In the COVID-19 pandemic’s twisted reality, Long Beach State’s coronation as a men’s volleyball powerhouse feels like a lifetime ago. Two pandemic-interrupted seasons following the last title make it feel like the roster changed over in an instant, Knipe said. But changing from a veteran-laden team to a squad with just one senior hasn’t dampened expectations for the Beach.
“People don’t come here to play for second, right?” junior middle blocker Shane Holdaway said.
The championship repeat was the culmination of a rebuilding process that began in 2013 when Knipe returned from a three-season hiatus. After coaching the U.S. national team during the London Olympics, Knipe felt like a new a new coach.
The only person to be involved in all three of Long Beach State’s national titles, Knipe is as familiar as anyone with the program. He starred on the 1991 national championship as a player, moved to the bench as an assistant and took over the program in 2001. Spending almost all of his adult life in the same place made it difficult to make radical changes from within, Knipe said. The national team opportunity brought a fresh perspective.
One of the first things Knipe did to establish a new culture of trust, open communication and accountability was assign team reading, handing out copies of “The Five Dysfunctions of a Team,” a book that identifies things that plague even successful teams and how to address potential problems.
A junior on that team, assistant coach McKay Smith looked at the assignment with a skeptical eye. It only took a few pages for him to commit to turning the page on Long Beach State’s culture.
The book addressed how teammates can communicate, trust and confront conflicts together, setting a foundation for players and coaches who could then use valuable practice time to focus on on-court performance. The reading exercise has expanded to include different books for each class, including Malcolm Gladwell’s “Outliers” and “Legacy,” which focuses on the All Blacks, New Zealand’s national rugby team.
“Our culture is by design,” Knipe said. “We work at it. We build it. We talk about it.”
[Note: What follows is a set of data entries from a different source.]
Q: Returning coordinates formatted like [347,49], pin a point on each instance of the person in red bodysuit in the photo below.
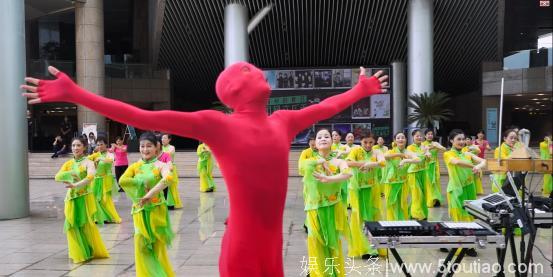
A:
[254,170]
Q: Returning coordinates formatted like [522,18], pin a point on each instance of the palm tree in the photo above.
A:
[428,108]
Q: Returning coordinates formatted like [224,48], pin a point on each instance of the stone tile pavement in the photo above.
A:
[36,245]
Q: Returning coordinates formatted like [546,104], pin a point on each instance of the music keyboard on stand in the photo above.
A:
[424,234]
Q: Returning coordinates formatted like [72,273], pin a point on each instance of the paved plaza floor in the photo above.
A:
[36,245]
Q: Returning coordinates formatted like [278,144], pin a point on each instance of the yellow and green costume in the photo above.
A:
[364,198]
[417,180]
[500,177]
[104,190]
[335,147]
[305,154]
[205,168]
[394,179]
[173,197]
[433,186]
[546,155]
[326,219]
[461,185]
[477,176]
[152,227]
[83,238]
[380,170]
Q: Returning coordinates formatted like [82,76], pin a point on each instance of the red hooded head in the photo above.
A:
[243,87]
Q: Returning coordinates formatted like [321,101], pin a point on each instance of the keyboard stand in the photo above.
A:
[443,267]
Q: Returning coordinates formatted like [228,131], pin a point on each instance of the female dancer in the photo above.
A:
[482,143]
[510,139]
[144,182]
[83,239]
[417,177]
[205,168]
[433,188]
[326,217]
[398,160]
[474,149]
[121,160]
[461,167]
[379,171]
[380,145]
[336,141]
[545,154]
[173,197]
[364,194]
[104,188]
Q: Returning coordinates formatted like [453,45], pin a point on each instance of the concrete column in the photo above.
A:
[14,175]
[399,97]
[89,38]
[236,34]
[420,47]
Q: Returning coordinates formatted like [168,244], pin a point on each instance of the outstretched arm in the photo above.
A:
[187,124]
[301,119]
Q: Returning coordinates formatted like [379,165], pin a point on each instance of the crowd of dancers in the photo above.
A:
[375,183]
[151,184]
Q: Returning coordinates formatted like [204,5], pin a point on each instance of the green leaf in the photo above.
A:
[427,108]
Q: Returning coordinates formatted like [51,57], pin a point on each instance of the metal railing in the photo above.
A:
[39,68]
[529,58]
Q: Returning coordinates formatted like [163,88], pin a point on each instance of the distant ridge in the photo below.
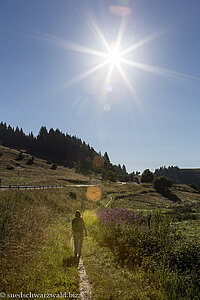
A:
[62,149]
[180,176]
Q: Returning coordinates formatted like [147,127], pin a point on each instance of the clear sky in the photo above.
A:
[122,75]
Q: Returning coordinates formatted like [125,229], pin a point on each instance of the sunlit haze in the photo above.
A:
[124,76]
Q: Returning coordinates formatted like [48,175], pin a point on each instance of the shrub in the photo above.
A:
[30,160]
[162,183]
[20,156]
[9,167]
[53,167]
[147,176]
[72,195]
[194,186]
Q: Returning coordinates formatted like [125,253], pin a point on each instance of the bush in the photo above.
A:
[147,176]
[194,186]
[162,183]
[30,160]
[20,156]
[9,167]
[54,167]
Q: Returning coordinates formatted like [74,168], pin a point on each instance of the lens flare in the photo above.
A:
[93,193]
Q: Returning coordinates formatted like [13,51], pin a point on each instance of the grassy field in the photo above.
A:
[14,172]
[136,262]
[35,240]
[142,261]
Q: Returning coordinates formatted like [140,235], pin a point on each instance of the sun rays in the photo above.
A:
[113,58]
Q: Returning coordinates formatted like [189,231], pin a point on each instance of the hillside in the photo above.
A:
[14,171]
[180,176]
[62,149]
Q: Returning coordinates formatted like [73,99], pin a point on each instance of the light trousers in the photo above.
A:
[78,241]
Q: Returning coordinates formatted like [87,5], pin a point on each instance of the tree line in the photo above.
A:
[63,149]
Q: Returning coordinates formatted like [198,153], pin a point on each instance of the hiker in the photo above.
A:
[78,228]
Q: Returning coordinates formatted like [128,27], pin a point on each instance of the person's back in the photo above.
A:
[78,228]
[78,225]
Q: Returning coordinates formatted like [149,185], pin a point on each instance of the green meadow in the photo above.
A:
[155,256]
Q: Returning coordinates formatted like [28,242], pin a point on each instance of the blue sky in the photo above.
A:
[146,118]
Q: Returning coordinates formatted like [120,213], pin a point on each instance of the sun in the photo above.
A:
[114,56]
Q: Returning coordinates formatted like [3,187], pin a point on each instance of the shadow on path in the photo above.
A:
[71,262]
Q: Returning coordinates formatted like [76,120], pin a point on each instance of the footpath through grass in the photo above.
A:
[139,260]
[36,255]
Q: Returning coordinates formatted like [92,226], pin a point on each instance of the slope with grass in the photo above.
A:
[35,238]
[15,172]
[155,258]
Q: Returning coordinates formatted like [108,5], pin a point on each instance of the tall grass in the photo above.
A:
[156,253]
[35,239]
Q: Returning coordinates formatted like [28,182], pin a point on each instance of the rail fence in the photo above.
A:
[30,186]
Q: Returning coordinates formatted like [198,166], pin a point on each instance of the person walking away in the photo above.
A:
[78,229]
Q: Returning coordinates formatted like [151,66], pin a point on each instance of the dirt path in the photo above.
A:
[85,287]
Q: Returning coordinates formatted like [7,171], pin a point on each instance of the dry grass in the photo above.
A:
[35,239]
[37,173]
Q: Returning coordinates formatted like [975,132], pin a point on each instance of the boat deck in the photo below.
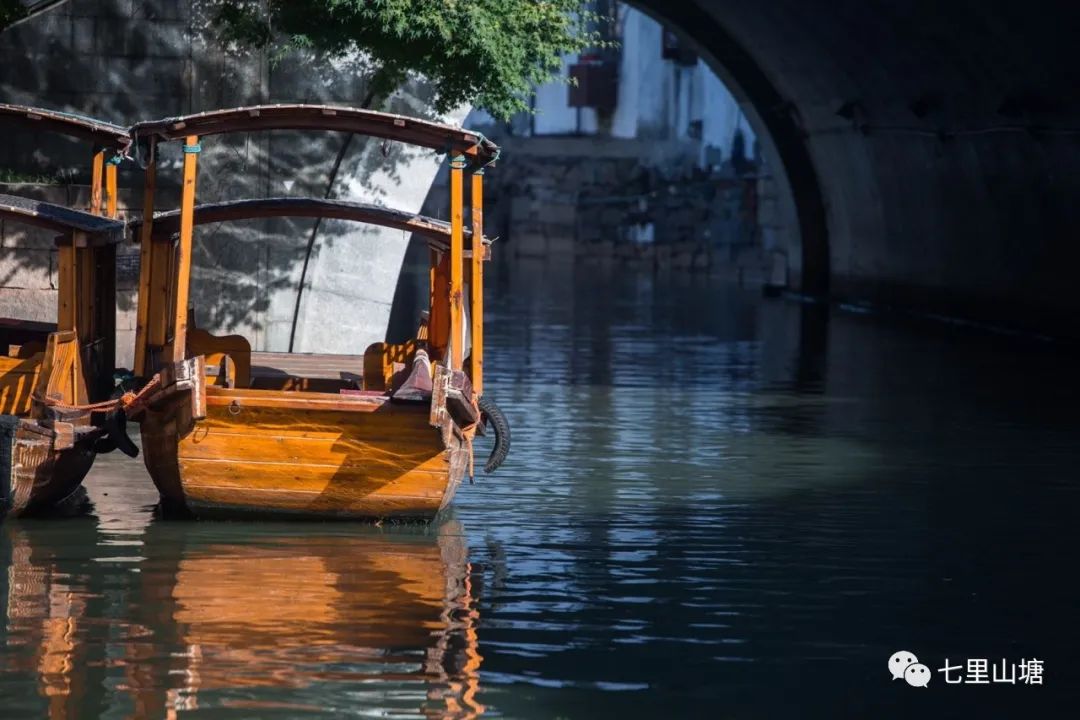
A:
[315,366]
Each year, players present their takeaways from their books to the team. While the books can stay the same, Smith, who is in his fourth year as an assistant, notices how each group’s impressions change. It reminds the coaching staff of how important it is to embrace the current chapter of the program’s success without comparing it to seasons past.
“We’re not trying to be the 2019 team or the 2021 team or the 2023 team,” Knipe said. “We’re only trying to be the 2022 team.”
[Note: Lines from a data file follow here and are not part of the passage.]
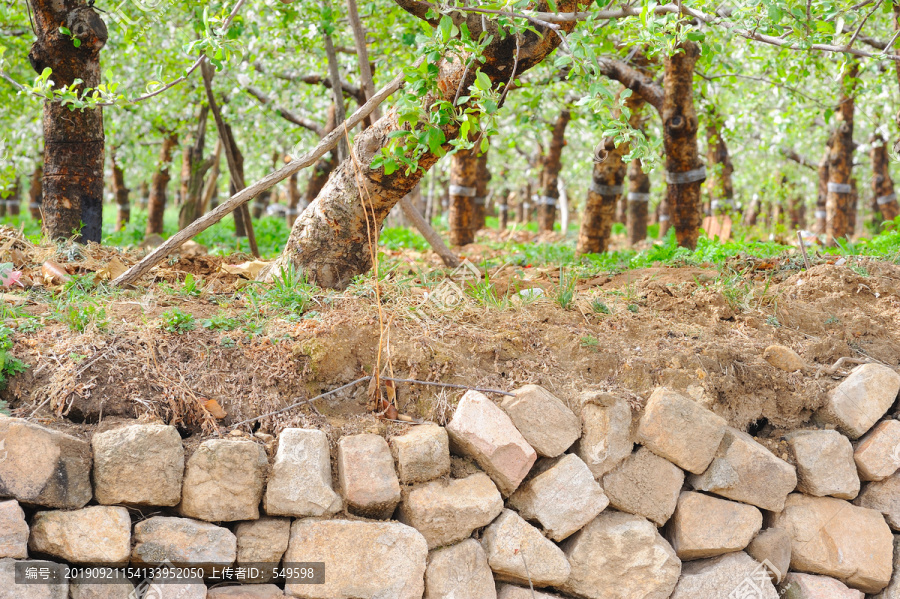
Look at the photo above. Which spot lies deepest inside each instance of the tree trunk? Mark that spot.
(550, 175)
(156, 205)
(685, 171)
(606, 188)
(331, 241)
(73, 139)
(193, 172)
(123, 214)
(36, 192)
(884, 198)
(638, 202)
(482, 179)
(463, 181)
(719, 187)
(840, 164)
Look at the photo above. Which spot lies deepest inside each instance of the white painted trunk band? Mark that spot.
(606, 190)
(459, 190)
(698, 174)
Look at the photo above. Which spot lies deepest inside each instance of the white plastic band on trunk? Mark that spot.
(698, 174)
(459, 190)
(606, 190)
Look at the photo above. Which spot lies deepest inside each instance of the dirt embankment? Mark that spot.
(691, 329)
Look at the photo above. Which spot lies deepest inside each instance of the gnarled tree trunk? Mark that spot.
(685, 173)
(463, 181)
(73, 140)
(840, 202)
(332, 240)
(156, 205)
(883, 196)
(550, 175)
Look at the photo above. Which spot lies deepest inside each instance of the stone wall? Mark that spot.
(588, 500)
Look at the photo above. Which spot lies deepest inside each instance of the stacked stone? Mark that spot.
(590, 503)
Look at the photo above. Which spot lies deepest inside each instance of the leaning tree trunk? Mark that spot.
(719, 187)
(884, 198)
(685, 172)
(36, 192)
(482, 179)
(73, 139)
(550, 175)
(156, 205)
(638, 202)
(123, 214)
(463, 180)
(839, 202)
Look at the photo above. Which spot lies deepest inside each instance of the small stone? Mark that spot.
(300, 483)
(877, 455)
(481, 430)
(262, 541)
(183, 542)
(784, 358)
(448, 511)
(223, 481)
(833, 537)
(680, 430)
(620, 556)
(518, 552)
(509, 591)
(362, 559)
(548, 425)
(861, 399)
(883, 496)
(705, 526)
(10, 590)
(92, 535)
(13, 530)
(772, 548)
(367, 476)
(892, 590)
(607, 432)
(645, 485)
(562, 498)
(422, 454)
(745, 471)
(141, 464)
(82, 588)
(825, 464)
(730, 575)
(42, 466)
(245, 591)
(459, 571)
(809, 586)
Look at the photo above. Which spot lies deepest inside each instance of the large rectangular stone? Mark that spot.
(680, 430)
(481, 430)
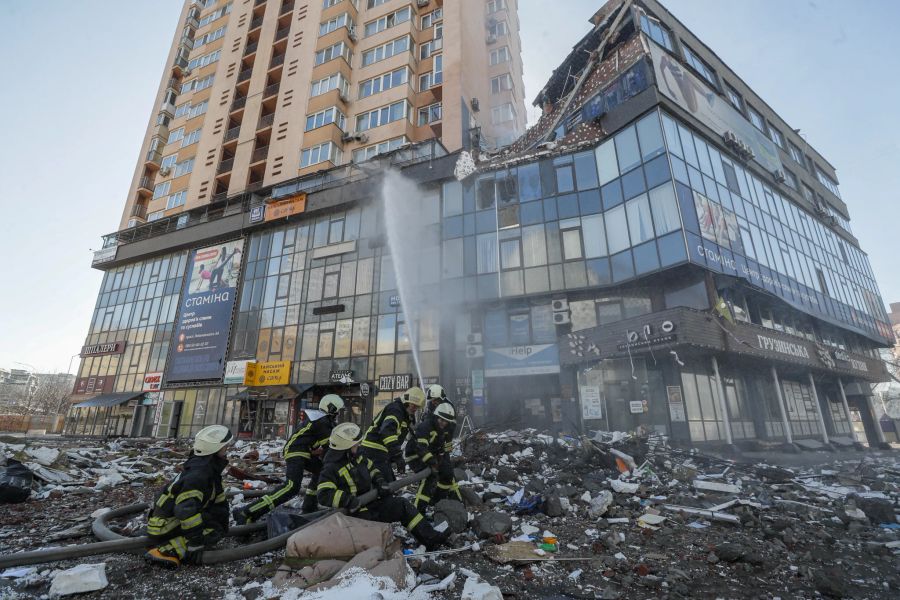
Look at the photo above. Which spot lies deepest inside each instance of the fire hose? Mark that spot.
(113, 542)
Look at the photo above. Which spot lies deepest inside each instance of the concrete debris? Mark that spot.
(80, 579)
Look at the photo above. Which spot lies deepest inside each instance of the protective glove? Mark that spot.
(384, 489)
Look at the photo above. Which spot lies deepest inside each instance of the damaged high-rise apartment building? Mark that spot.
(661, 249)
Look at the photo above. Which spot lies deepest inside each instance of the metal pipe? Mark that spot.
(787, 426)
(819, 414)
(723, 406)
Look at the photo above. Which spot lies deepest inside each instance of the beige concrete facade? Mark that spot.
(239, 113)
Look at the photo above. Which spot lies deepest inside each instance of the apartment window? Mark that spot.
(791, 180)
(496, 5)
(700, 66)
(430, 47)
(796, 153)
(387, 50)
(384, 82)
(432, 18)
(498, 29)
(168, 161)
(388, 21)
(776, 136)
(191, 138)
(177, 199)
(363, 154)
(500, 55)
(430, 114)
(382, 116)
(756, 119)
(321, 153)
(333, 24)
(209, 37)
(336, 51)
(501, 83)
(735, 98)
(215, 15)
(827, 182)
(161, 189)
(175, 136)
(198, 110)
(503, 114)
(657, 32)
(325, 85)
(205, 60)
(325, 117)
(184, 167)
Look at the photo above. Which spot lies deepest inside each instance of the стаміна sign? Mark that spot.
(198, 347)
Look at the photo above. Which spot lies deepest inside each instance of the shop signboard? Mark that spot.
(235, 371)
(152, 382)
(200, 341)
(591, 402)
(514, 361)
(276, 372)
Knipe tries not to get ahead of himself when looking at the trajectory of his program, although he could be forgiven if he’s caught smiling at the prospect of building on the success of this year’s underclassmen. Setter Aiden Knipe, a redshirt sophomore, is playing in his first full season after the pandemic altered the beginning of his college career. The head coach’s son is third in the country in assists per set with 11.08.
Big West freshman of the year Alex Nikolov leads the Beach attack with 4.6 kills and 5.56 points per set, which rank third and second in the country, respectively. The son of former Bulgarian national team captain Vladimir Nikolov, Alex is, by his head coach’s estimation, a “generational volleyball player in college volleyball.”
While the talented 6-foot-8 outside hitter had opportunities to play professionally in Europe immediately after high school, Nikolov was interested in the unique combination of academics and athletics offered in the United States. He hadn’t heard of Long Beach State until about two years ago. He quickly learned that, despite its lack of international name recognition, it was a force in men’s volleyball.
The 18-year-old intends to keep Long Beach State at the top in the coming years.
“I came here to win four national championships,” Nikolov said with a smile.